Pak Kiai dan Petani I

Pada suatu hari di sebuah kampung, Pak Sobirin , seorang buruh tani, bertanya kepada seorang kiai, sebut saja namanya, Toto Muryanto:

“Pak Kiai, saya ini susah banget cari makan. Harga kebutuhan pokok semakin tinggi, tetapi upah saya tetap segitu-gitu saja. Apakah saya boleh merampok para orang kaya, Pak Kiai?–pemilik modal yang semakin kaya, sedangkan buruh-buruhnya, termasuk buruh tani, semakin hidup sengsara, kalau keadaan sudah mendesak banget? Bagaimana, Pak Kiai?”

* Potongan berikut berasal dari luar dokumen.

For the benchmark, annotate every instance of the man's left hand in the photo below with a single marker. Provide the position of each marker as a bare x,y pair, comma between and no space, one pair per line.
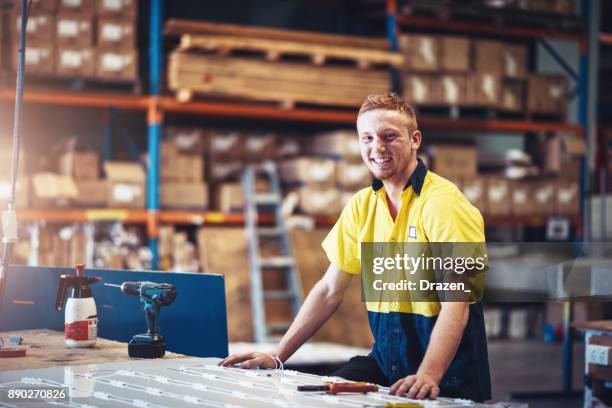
418,386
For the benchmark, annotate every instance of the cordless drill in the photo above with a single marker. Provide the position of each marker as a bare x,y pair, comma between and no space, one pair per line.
153,296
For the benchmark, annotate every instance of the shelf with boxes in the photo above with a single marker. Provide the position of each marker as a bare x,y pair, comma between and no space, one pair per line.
83,44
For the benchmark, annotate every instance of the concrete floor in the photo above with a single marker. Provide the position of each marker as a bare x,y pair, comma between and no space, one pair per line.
532,365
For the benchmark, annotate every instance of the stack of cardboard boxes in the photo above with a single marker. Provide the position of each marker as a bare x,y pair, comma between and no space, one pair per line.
80,38
459,71
497,196
182,170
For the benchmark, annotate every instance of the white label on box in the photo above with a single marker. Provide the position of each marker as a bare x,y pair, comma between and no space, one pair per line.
419,91
126,193
225,143
111,32
71,59
426,50
520,196
544,194
112,62
488,86
511,65
556,91
451,91
256,144
497,193
72,3
67,28
321,171
112,5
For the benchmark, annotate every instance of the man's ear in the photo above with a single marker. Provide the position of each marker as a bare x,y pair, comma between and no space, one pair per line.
415,139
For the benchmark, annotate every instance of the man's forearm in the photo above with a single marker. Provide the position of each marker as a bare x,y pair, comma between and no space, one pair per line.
445,339
319,305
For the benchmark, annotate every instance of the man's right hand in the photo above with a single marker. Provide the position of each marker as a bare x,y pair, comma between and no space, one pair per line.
250,360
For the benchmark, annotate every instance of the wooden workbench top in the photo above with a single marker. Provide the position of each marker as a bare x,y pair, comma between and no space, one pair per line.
46,348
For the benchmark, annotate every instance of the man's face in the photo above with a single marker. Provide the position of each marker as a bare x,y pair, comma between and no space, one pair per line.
388,142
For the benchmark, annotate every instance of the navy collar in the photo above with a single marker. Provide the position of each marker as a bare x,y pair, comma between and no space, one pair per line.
416,180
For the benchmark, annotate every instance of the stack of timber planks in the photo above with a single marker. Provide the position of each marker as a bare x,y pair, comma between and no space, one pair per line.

Kiai itu mengelus jenggotnya yang panjang dan berkibar-kibar ditiup angin sambil mengunyah singkong rebus yang disuguhkan Pak Sobirin di bawah gubuk, di pematang sawah, berpikir sebentar, lalu berkata dengan bijak:

“Wah, merampok itu haram, Pak Sobirin! Nanti, saya keluarkan fatwa tentangnya. Ingat, lebih baik miskin, tetapi halal daripada kaya, tetapi haram.”

Pak Sobirin termenung, lalu bertanya lagi, “Kalau begitu, kenapa para orang kaya yang merampas tanah kami itu tidak diharamkan juga, ya, Pak Kiai?”

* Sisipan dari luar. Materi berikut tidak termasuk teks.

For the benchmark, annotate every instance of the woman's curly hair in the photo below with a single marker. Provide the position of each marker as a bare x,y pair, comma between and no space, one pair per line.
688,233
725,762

Kiai menghela napas, lalu menjawab, “Ah, itu beda, Pak Sobirin. Mereka itu bukan merampas, melainkan mengambil alih tanah-tanah petani melalui jalur hukum, dan negara membenarkannya. Selain itu, mereka rajin bayar zakat, rajin beribadah. Jadi ada kebaikannya, dan mereka harus dimuliakan, disembah-sembah, dan dibela hingga titik darah penghabisan.”

Pak Sobirin tertawa kecil sambil berkata, “Oalah, jadi fatwa itu hanya buat kita-kita kaum petani pekerja dan miskin aja, ya, Pak Kiai? Kalau yang kaya melanggar, merampas tanah kami, fatwanya lain!”

Kiai merasa risih, dan dengan agak berbisik dia menjawab, “Yaa… begitulah, Pak Sobirin. Yang bikin fatwa kan butuh sponsor juga.”

Pak Sobirin terdiam, tetapi dalam hatinya dia menyimpan tekad: “Fatwa-fatwa saja belum cukup untuk membuat perut kenyang… Saatnya memperjuangkan pembebasan kaum tertindas: insureksi!”

Beberapa waktu setelah percakapan itu, muncullah seorang aktivis bernama Wignya Cahyana. Pemuda berambut kusut, jaket lusuh dengan emblem palu-arit yang memudar, dan suara lantang yang menggema seperti bedug di masjid tua. Wignya mengorganisasi pertemuan di balai desa, tepat di sebelah kebun singkong Pak Sobirin.

“Saudara-saudara! Lihatlah mereka yang di atas sana! Fatwa apa pun mereka keluarkan, intinya cuma satu: menguntungkan mereka yang punya kuasa dan kapital! Kita ini hanya jadi sapi perahan!” seru Wignya sambil menghentakkan palu mainan dari kayu ke atas tanah.

“Pantas saja anakku nangis karena palu mainannya hilang, ternyata dibawa si Mas itu,” bisik hati Pak Sobirin sambil memandangi palu mainan yang dibawa bung Wignya.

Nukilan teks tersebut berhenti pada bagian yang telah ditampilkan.